Abd al-Karim Kassem, père de la souveraineté irakienne

Erich Körner-Lakatos :

Abd al-Karim Kassem, père de la souveraineté irakienne

Qasim_in_uniform.pngA Bagdad en l’année 1914 nait le fils du marchand de peaux Kassem : son père lui donne le prénom d’Abd al-Karim. On ne connaît pas exactement sa date de naissance car, à l’époque, dans l’Empire ottoman, on ne les relevait qu’une fois par an. Son curriculum, en revanche, est bien connu : à 17 ans, le jeune garçon entre à l’Académie militaire ; en 1941, il entre en formation pour être breveté d’état-major.

Dans l’armée irakienne, il y a des remous : les cercles patriotiques estiment que l’Irak doit se ranger du côté de l’Axe Rome-Berlin pour abattre le joug que les Anglais font peser sur le pays. Dans la nuit du 2 avril 1941, les officiers nationalistes se soulèvent. Parmi eux, un jeune major, Abd al-Karim Kassem. La réaction des Britanniques ne se fait pas attendre. Dès le 17 avril, des unités venues d’Inde débarquant à Bassorah, au total 20.000 hommes. Les Irakiens répliquent : leur 3ème Division encercle le 30 avril la base britannique d’Habbaniya, située à l’ouest de Bagdad.

Une unité de l’armée de l’air allemande, l’Haifisch-Geschwader (l’escadron du requin) décolle d’Athyènes, forte de neuf Messerschmitt 110, et met le cap sur l’Irak, flanquée de quelques bombardiers Heinkel 111. A partir de l’aérodrome de Mossoul, les Me110 amorcent leurs missions, abattent quatre appareils ennemis et en détruisent autant au sol. L’aide italienne est plutôt symbolique. Des appareils de transport apportent 18 tonnes d’armes et de munitions. Ils sont accompagnés d’une douzaine de chasseurs Fiat CR-42 qui, après quelques missions, retournent à leur base de Rhodes. En quelques courtes semaines, les Anglais matent l’insurrection irakienne.

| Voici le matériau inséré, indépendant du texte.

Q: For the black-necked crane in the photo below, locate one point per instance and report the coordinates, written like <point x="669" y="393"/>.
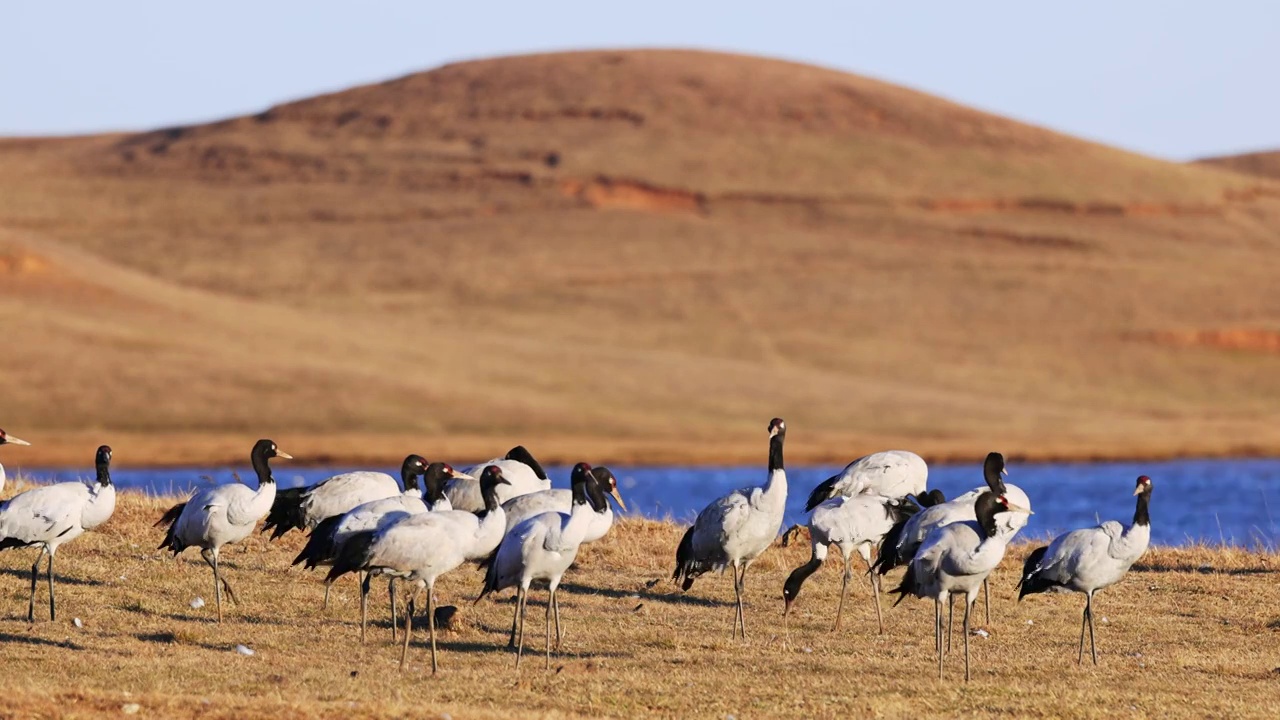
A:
<point x="307" y="506"/>
<point x="425" y="546"/>
<point x="54" y="515"/>
<point x="5" y="438"/>
<point x="891" y="473"/>
<point x="955" y="559"/>
<point x="737" y="528"/>
<point x="903" y="541"/>
<point x="542" y="548"/>
<point x="522" y="472"/>
<point x="325" y="541"/>
<point x="1089" y="559"/>
<point x="561" y="500"/>
<point x="223" y="514"/>
<point x="853" y="524"/>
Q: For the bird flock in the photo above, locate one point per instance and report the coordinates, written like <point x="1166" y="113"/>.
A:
<point x="506" y="518"/>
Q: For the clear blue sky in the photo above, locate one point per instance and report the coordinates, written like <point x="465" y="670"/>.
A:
<point x="1175" y="80"/>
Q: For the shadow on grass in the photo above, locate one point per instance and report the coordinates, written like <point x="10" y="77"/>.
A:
<point x="58" y="579"/>
<point x="673" y="597"/>
<point x="31" y="639"/>
<point x="1201" y="570"/>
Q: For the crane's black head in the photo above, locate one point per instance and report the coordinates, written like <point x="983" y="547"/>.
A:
<point x="263" y="451"/>
<point x="777" y="427"/>
<point x="103" y="461"/>
<point x="1142" y="514"/>
<point x="608" y="484"/>
<point x="993" y="472"/>
<point x="1143" y="486"/>
<point x="411" y="470"/>
<point x="435" y="477"/>
<point x="489" y="481"/>
<point x="5" y="438"/>
<point x="580" y="479"/>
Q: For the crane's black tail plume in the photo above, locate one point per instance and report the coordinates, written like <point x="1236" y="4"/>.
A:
<point x="688" y="568"/>
<point x="353" y="555"/>
<point x="490" y="577"/>
<point x="887" y="557"/>
<point x="1032" y="580"/>
<point x="286" y="513"/>
<point x="321" y="546"/>
<point x="520" y="454"/>
<point x="821" y="493"/>
<point x="170" y="520"/>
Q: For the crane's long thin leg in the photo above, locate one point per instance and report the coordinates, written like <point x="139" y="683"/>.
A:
<point x="364" y="602"/>
<point x="937" y="630"/>
<point x="430" y="615"/>
<point x="951" y="611"/>
<point x="880" y="618"/>
<point x="211" y="559"/>
<point x="515" y="621"/>
<point x="1084" y="618"/>
<point x="522" y="604"/>
<point x="35" y="578"/>
<point x="844" y="592"/>
<point x="968" y="605"/>
<point x="551" y="600"/>
<point x="408" y="627"/>
<point x="556" y="611"/>
<point x="391" y="591"/>
<point x="986" y="598"/>
<point x="53" y="604"/>
<point x="1088" y="604"/>
<point x="737" y="604"/>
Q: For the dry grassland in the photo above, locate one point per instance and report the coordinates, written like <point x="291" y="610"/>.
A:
<point x="1189" y="633"/>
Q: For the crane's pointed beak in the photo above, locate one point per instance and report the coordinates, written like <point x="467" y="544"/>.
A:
<point x="617" y="496"/>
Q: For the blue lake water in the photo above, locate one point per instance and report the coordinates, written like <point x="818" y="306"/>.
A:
<point x="1215" y="501"/>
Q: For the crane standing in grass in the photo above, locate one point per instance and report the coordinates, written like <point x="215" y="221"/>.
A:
<point x="54" y="515"/>
<point x="423" y="547"/>
<point x="1089" y="559"/>
<point x="223" y="514"/>
<point x="737" y="528"/>
<point x="955" y="559"/>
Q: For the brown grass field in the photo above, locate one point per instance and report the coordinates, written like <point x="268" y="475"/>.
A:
<point x="1189" y="633"/>
<point x="634" y="256"/>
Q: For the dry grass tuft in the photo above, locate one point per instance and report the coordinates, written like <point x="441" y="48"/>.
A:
<point x="1179" y="638"/>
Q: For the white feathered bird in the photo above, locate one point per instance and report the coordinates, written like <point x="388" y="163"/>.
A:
<point x="737" y="528"/>
<point x="223" y="514"/>
<point x="1089" y="559"/>
<point x="425" y="546"/>
<point x="956" y="559"/>
<point x="306" y="507"/>
<point x="561" y="500"/>
<point x="542" y="548"/>
<point x="522" y="473"/>
<point x="892" y="473"/>
<point x="853" y="524"/>
<point x="8" y="440"/>
<point x="54" y="515"/>
<point x="904" y="540"/>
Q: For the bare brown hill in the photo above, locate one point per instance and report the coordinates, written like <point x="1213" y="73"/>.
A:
<point x="1262" y="164"/>
<point x="640" y="255"/>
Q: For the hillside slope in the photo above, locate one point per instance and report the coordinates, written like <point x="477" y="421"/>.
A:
<point x="641" y="254"/>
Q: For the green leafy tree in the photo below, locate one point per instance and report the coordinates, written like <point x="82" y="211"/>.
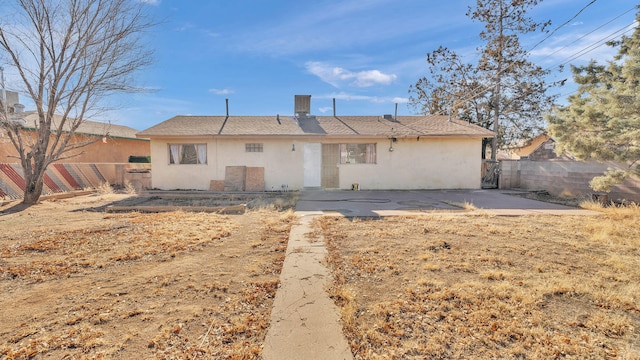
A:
<point x="503" y="91"/>
<point x="68" y="56"/>
<point x="602" y="120"/>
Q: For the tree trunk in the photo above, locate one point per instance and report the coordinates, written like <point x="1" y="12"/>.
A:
<point x="34" y="182"/>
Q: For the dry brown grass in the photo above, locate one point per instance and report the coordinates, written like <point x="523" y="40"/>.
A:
<point x="169" y="285"/>
<point x="443" y="286"/>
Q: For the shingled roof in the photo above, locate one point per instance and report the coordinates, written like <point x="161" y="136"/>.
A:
<point x="328" y="126"/>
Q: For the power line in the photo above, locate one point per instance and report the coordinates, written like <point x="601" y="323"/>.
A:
<point x="592" y="31"/>
<point x="482" y="88"/>
<point x="561" y="26"/>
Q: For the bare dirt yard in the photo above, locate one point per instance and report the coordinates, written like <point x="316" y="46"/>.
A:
<point x="77" y="283"/>
<point x="456" y="287"/>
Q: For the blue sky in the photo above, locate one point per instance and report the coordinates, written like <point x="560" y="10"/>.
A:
<point x="364" y="53"/>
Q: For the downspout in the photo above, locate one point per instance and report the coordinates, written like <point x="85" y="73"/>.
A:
<point x="226" y="118"/>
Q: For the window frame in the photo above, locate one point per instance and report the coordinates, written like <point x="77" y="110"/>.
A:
<point x="253" y="147"/>
<point x="368" y="154"/>
<point x="177" y="150"/>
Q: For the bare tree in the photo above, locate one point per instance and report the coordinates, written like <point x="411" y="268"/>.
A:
<point x="503" y="91"/>
<point x="68" y="56"/>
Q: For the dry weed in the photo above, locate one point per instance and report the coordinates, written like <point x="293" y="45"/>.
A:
<point x="168" y="285"/>
<point x="488" y="287"/>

En février 1958, la Jordanie et l’Irak constitue la « Fédération arabe », qui doit disposer d’une armée commune, en réponse à la constitution de la RAU (République Arabe Unie), avec l’Egypte et la Syrie. Mais cette dernière quittera la RAU dès 1961 parce que Nasser a confié tous les postes importants à des Egyptiens, ne parvenant pas, à cause de cette maladresse, à effacer le souvenir d’une rivalité immémoriale, celle des diadoques qui se sont jadis partagé l’Empire d’Alexandre : l’Egypte aux Ptolémée de la vallée du Nil, la Syrie aux Séleucides.

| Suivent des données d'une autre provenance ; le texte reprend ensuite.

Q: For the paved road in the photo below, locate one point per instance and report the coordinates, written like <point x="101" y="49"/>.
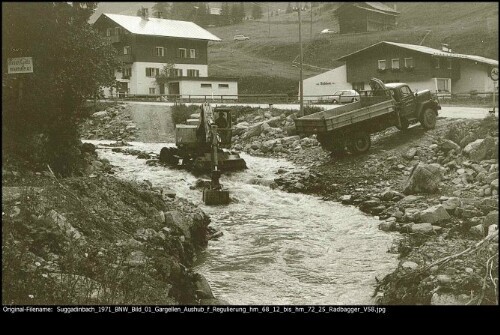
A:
<point x="446" y="111"/>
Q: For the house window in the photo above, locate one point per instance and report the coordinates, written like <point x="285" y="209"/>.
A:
<point x="181" y="53"/>
<point x="152" y="72"/>
<point x="359" y="86"/>
<point x="436" y="63"/>
<point x="127" y="72"/>
<point x="175" y="73"/>
<point x="409" y="62"/>
<point x="193" y="73"/>
<point x="395" y="63"/>
<point x="442" y="85"/>
<point x="160" y="51"/>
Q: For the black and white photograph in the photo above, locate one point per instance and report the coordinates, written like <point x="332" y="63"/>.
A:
<point x="249" y="157"/>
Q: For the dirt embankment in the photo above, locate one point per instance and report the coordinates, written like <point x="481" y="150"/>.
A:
<point x="98" y="240"/>
<point x="437" y="188"/>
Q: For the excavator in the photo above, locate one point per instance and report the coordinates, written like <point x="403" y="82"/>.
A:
<point x="202" y="146"/>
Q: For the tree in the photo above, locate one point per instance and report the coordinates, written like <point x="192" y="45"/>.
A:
<point x="71" y="62"/>
<point x="256" y="11"/>
<point x="225" y="14"/>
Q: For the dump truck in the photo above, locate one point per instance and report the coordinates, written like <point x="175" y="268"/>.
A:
<point x="195" y="140"/>
<point x="386" y="105"/>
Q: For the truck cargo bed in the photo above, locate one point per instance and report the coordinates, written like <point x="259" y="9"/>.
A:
<point x="367" y="108"/>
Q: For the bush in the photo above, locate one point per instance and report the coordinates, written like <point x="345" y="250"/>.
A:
<point x="311" y="110"/>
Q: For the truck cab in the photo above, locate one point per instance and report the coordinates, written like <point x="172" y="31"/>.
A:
<point x="414" y="107"/>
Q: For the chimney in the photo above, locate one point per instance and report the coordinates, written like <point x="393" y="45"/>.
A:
<point x="145" y="13"/>
<point x="445" y="47"/>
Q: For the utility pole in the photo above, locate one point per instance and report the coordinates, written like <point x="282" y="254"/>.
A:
<point x="268" y="21"/>
<point x="301" y="85"/>
<point x="310" y="30"/>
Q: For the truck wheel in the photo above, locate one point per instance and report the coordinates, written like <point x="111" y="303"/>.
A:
<point x="428" y="119"/>
<point x="360" y="143"/>
<point x="404" y="124"/>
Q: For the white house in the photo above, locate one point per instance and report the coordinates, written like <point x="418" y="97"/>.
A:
<point x="146" y="45"/>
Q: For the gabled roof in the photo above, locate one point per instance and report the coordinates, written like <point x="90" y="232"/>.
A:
<point x="377" y="7"/>
<point x="429" y="51"/>
<point x="161" y="27"/>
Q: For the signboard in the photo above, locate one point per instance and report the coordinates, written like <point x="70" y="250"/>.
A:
<point x="494" y="73"/>
<point x="20" y="65"/>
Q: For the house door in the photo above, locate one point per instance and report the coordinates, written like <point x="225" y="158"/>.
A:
<point x="122" y="89"/>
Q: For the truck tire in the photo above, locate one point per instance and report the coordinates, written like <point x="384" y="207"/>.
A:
<point x="428" y="118"/>
<point x="404" y="124"/>
<point x="360" y="143"/>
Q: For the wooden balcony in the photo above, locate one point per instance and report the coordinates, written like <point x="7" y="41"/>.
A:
<point x="113" y="39"/>
<point x="126" y="58"/>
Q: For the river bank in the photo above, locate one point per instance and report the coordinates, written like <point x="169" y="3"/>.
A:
<point x="438" y="189"/>
<point x="96" y="239"/>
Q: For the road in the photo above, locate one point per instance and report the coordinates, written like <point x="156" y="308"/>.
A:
<point x="446" y="111"/>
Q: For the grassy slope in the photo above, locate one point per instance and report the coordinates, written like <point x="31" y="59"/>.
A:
<point x="467" y="27"/>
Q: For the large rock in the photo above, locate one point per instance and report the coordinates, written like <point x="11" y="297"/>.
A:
<point x="490" y="219"/>
<point x="289" y="139"/>
<point x="480" y="149"/>
<point x="240" y="128"/>
<point x="477" y="231"/>
<point x="434" y="214"/>
<point x="179" y="221"/>
<point x="424" y="178"/>
<point x="60" y="221"/>
<point x="452" y="203"/>
<point x="422" y="228"/>
<point x="203" y="290"/>
<point x="410" y="153"/>
<point x="488" y="205"/>
<point x="447" y="145"/>
<point x="391" y="195"/>
<point x="252" y="131"/>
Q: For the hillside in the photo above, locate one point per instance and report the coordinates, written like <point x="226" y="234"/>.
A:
<point x="466" y="27"/>
<point x="470" y="28"/>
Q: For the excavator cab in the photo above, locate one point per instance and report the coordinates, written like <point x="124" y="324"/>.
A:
<point x="195" y="142"/>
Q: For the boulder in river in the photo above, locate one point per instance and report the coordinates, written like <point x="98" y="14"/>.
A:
<point x="424" y="178"/>
<point x="434" y="214"/>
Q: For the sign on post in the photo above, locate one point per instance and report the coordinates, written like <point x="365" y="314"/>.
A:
<point x="20" y="65"/>
<point x="494" y="73"/>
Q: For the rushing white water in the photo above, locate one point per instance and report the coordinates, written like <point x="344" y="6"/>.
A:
<point x="277" y="247"/>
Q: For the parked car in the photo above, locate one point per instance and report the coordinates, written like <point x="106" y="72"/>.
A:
<point x="241" y="38"/>
<point x="345" y="96"/>
<point x="328" y="31"/>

Dans la cadre de la « Fédération arabe » irako-jordanienne, le Roi d’Irak ordonne en juillet de déplacer des unités irakiennes sur le Jourdain. C’est l’initiative qui permet de concrétiser un coup d’Etat préparé depuis longtemps à l’instigation d’Abd al-Karim, devenu général et commandant d’une brigade d’infanterie.

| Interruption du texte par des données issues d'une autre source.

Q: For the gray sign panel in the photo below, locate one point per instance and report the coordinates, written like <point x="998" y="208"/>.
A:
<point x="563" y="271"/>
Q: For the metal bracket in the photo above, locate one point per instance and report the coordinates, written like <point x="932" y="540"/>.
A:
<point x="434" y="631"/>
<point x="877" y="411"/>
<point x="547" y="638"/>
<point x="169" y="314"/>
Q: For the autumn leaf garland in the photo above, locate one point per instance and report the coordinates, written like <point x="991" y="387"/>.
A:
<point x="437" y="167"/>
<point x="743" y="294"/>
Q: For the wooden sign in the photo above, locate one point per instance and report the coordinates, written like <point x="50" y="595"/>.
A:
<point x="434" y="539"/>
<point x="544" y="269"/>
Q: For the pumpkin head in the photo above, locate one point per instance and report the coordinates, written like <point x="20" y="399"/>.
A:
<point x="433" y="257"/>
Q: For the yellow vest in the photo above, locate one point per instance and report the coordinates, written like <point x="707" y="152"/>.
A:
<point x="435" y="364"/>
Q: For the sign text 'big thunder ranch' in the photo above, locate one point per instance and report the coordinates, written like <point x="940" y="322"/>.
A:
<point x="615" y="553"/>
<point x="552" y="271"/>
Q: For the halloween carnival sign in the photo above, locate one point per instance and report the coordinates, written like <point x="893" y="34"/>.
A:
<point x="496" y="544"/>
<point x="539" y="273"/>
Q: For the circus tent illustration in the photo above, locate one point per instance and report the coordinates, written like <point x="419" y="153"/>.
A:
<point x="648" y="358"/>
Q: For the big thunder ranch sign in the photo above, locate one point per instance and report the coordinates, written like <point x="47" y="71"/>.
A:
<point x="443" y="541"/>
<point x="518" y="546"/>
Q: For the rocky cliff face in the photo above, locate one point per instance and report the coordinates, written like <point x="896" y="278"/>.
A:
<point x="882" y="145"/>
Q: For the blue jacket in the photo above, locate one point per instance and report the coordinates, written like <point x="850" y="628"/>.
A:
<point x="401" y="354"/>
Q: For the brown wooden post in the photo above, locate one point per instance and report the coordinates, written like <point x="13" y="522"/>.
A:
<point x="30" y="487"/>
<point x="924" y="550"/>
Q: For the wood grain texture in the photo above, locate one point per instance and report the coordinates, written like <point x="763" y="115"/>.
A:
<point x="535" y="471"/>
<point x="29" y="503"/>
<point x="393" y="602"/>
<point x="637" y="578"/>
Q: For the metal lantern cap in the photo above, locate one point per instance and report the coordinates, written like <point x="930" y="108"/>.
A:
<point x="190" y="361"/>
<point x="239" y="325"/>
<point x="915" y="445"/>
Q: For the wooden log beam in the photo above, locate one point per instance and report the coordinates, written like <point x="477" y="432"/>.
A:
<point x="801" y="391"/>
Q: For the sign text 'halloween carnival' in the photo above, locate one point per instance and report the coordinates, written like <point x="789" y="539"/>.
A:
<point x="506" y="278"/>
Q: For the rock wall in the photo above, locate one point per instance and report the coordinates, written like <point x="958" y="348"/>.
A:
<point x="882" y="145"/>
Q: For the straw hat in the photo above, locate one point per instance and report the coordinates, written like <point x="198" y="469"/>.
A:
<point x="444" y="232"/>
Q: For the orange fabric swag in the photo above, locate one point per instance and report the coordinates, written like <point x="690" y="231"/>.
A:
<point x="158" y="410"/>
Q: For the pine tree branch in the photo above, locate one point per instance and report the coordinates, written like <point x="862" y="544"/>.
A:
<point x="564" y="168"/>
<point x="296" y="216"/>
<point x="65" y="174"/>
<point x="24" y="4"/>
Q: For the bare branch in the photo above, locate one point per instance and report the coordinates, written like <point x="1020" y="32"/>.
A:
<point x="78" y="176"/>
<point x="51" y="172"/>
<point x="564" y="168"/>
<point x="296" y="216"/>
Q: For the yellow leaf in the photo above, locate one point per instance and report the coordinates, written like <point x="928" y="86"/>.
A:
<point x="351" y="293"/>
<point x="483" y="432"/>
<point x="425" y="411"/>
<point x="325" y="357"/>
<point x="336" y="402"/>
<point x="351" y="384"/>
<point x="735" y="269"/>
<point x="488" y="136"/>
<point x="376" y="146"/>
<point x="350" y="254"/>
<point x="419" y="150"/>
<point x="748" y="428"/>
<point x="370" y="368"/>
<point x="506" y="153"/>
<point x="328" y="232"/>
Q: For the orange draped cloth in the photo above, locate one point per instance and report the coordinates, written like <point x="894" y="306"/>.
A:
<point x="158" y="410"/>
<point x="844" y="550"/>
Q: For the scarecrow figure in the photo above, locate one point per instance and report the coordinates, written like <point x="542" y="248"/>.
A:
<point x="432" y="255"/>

iraq6.jpgLe coup d’Etat du 14 juillet 1958 réussit. Le Roi Fayçal II est tué. Kassem proclame la république, se nomme lui-même premier ministre et ministre de la défense nationale. La nouvelle république irakienne dénonce les accords instituant la « Fédération arabe » avec la Jordanie et signe un traité d’assistance avec la RAU de Nasser.

Kassem fait proclamer ensuite une loi de réforme agraire qui limite la grande propriété terrienne. Au bout de neuf mois de consolidation du nouveau régime, Kassem ose un pas en avant décisif : il déclare le 24 mars 1959 que l’Irak rejette le « Traité de Bagdad » qui avait institué un pacte militaire pro-occidental (avec la Turquie, l’Iran et le Pakistan). Les unités britanniques sont alors contraintes de quitter l’Irak. La population se réjouit que l’objectif tant recherché soit enfin atteint : l’Irak est devenu un Etat pleinement souverain.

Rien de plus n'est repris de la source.